Adalete güvenim devam ediyor. Bu itimadı sarsacak ufak tefek gelişmeler olsa dahi, sonucun değişmeyeceğine inanıyorum. Mahkemede, şüpheliler şu hususlara cevap vermeye çalışacak:
1) Almanya'daki Deniz Feneri'nin parasıyla, ortak oldukları bir şirketin üzerine binalar alındı mı? Bu binalar teminat gösterilerek, gemi satın alındı mı? Gemi satın alınırken, Almanya Deniz Feneri kaynakları, -sonradan iade edilse bile- kredi olarak kullanıldı mı?
2) Almanya Deniz Feneri muhasebesine paralel, niçin gayriresmi ikinci bir muhasebe tutuldu? Ya da tutulmadı mı?

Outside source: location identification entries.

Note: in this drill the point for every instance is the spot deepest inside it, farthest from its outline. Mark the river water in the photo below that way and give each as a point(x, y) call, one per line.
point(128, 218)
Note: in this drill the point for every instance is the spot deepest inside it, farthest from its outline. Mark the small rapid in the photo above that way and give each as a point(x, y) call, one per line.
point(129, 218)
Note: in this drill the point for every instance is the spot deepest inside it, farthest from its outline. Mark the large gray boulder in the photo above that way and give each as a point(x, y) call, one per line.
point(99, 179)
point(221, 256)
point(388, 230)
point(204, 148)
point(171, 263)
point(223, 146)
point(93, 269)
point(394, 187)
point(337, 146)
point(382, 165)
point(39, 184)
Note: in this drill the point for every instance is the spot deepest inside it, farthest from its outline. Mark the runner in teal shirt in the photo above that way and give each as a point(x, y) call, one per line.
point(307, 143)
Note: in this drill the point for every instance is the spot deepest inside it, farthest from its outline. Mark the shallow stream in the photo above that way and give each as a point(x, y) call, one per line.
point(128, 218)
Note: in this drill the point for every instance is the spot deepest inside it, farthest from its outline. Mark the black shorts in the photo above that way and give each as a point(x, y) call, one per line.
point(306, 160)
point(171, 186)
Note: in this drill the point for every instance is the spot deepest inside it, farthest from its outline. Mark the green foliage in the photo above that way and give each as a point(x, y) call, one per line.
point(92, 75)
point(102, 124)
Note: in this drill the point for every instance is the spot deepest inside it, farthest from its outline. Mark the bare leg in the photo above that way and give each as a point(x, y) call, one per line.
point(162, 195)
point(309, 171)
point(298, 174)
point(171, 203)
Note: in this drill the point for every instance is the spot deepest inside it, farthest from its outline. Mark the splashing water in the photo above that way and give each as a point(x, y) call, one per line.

3) Almanya Deniz Feneri'nde para açığı meydana çıkınca, fakir ilmühaberiyle dar gelirli oldukları belirlenen kişilere yardım yapılmış gibi sahte evraklar tanzim edildi mi? Ya da bu gelişmelerden, şüphelilerin haberi yok muydu? Böyle bir davanın üzerinin kapatılabileceğini sanmıyorum. Zira önemli deliller var. Ama bizde tutukluluğa öylesine alışılmış ki, kişiler tahliye edilince, beraat etti sanılıyor. Oysa doğru olan yapıldı. Keşke diğer bazı tutuklular da tahliye edilse. Birileri serbest bırakılırken, çok daha hafif iddiaların muhatabı olanların hâlâ cezaevinde tutulmasını yanlış buluyorum. Özellikle meslektaşlarımızın bir an önce tutuksuz yargılanmasını diliyorum.